What does this all mean? Nature has taken care of the baby’s needs just at the exact time that baby would need the oxygen and the lung inflation needed to start breathing! It’s a natural, built-in resuscitation prevention and administration device.
two: full of great stuff
We already know cord blood has oxygen and, well, blood to fill up the lungs. It also has other chemicals needed to help the baby come around after being in a lower oxygen situation. It also has stem cells! You heard me–it has those super important, immune boosting, health giving cells that go all over the baby’s body preventing or taking care of problems, now at birth and long into the future.
Nowadays, there’s a lot of interest and research on cord blood precisely because it’s so jam-packed with stem cells. Stem cells are known to fight cancer, combat neurological degeneration, and more. Those stem cells are worth lot of $$$!
So don’t just give away your baby’s stem cells–let your baby have them!
three: controls mom’s bleeding
Your uterus just pushed out about 2 Costco sized milk jugs worth of baby and amniotic fluid–it’s all stretched out and a little bit tired.
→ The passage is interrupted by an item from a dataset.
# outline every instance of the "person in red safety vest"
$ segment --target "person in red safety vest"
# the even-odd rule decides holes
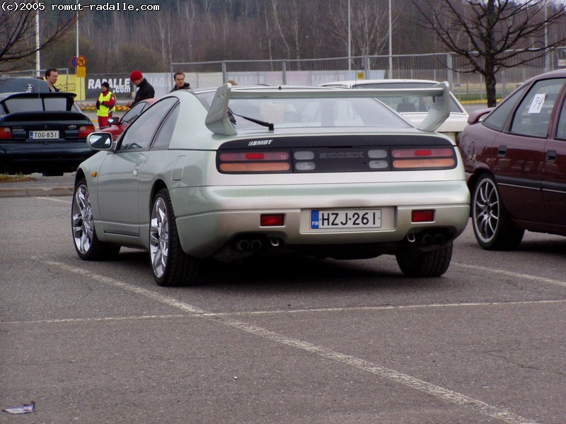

It will squeeze more effectively to get out your placenta and reduce bleeding if it has a few minutes to rest and recoup. While your baby is getting oxygen, blood volume, and stem cells, your uterus reduces in size and easily detaches your placenta. No need to pull out the placenta or go up and in to fish it out!
It’s really interesting to watch the mom-baby needs during this time: if the baby needs the blood and oxygen from the cord, there’s no maternal bleeding and the cord stays plump and purple, but if the baby has transitioned the cord goes white and mom starts having contractions to birth the placenta.
Placenta delivery is easier and less painful with less blood loss when delayed clamping is allowed to occur.
four: more mom-baby togetherness
At this point, the baby is still on you, not across the room on the warmer! It breaks the circle of birth and interrupts the naturally occurring protective mechanisms to have your baby taken away from you. From better newborn transitions, to less maternal bleeding, to better newborn bacterial colonization, to more maternal control of birth, delayed cord clamping is absolutely the right thing to do.
With an intact cord, your baby can only be as far away as the cord is long. Which is to say up on your belly or chest. You get to see that normal and totally amazing newborn ability to breathe, look around, find your nipple…and completely blow your mind!
five: better pediatric outcomes
Ok, this all sounds great, but what about newborn jaundice and even overfilling their lungs–won’t this hurt the baby? We’ve all been told for-e-ver that the baby won’t be able to breathe if the cord isn’t cut right away, that it could have too much blood for its system causing bad jaundice, and that it would overfill their body.
Let’s see how those assertions could not even happen:
- Once the baby’s circulatory system is “filled up”, the cord shuts itself down, preventing the flow of blood.
- Importantly, the capillaries around the lungs are miles long and it takes a lot of blood to fill them up. If the cord blood doesn’t fill them up, the blood will have to come from the baby’s other organs and muscles.
- Jaundice is normal and is actually reduced when a baby nurses early and often–this happens more easily when mom-baby are together.
- All babies’ hearts and circulatory systems will transition over if the cord is left intact. Period. (A small caveat would be in the case of a rare heart malformation.)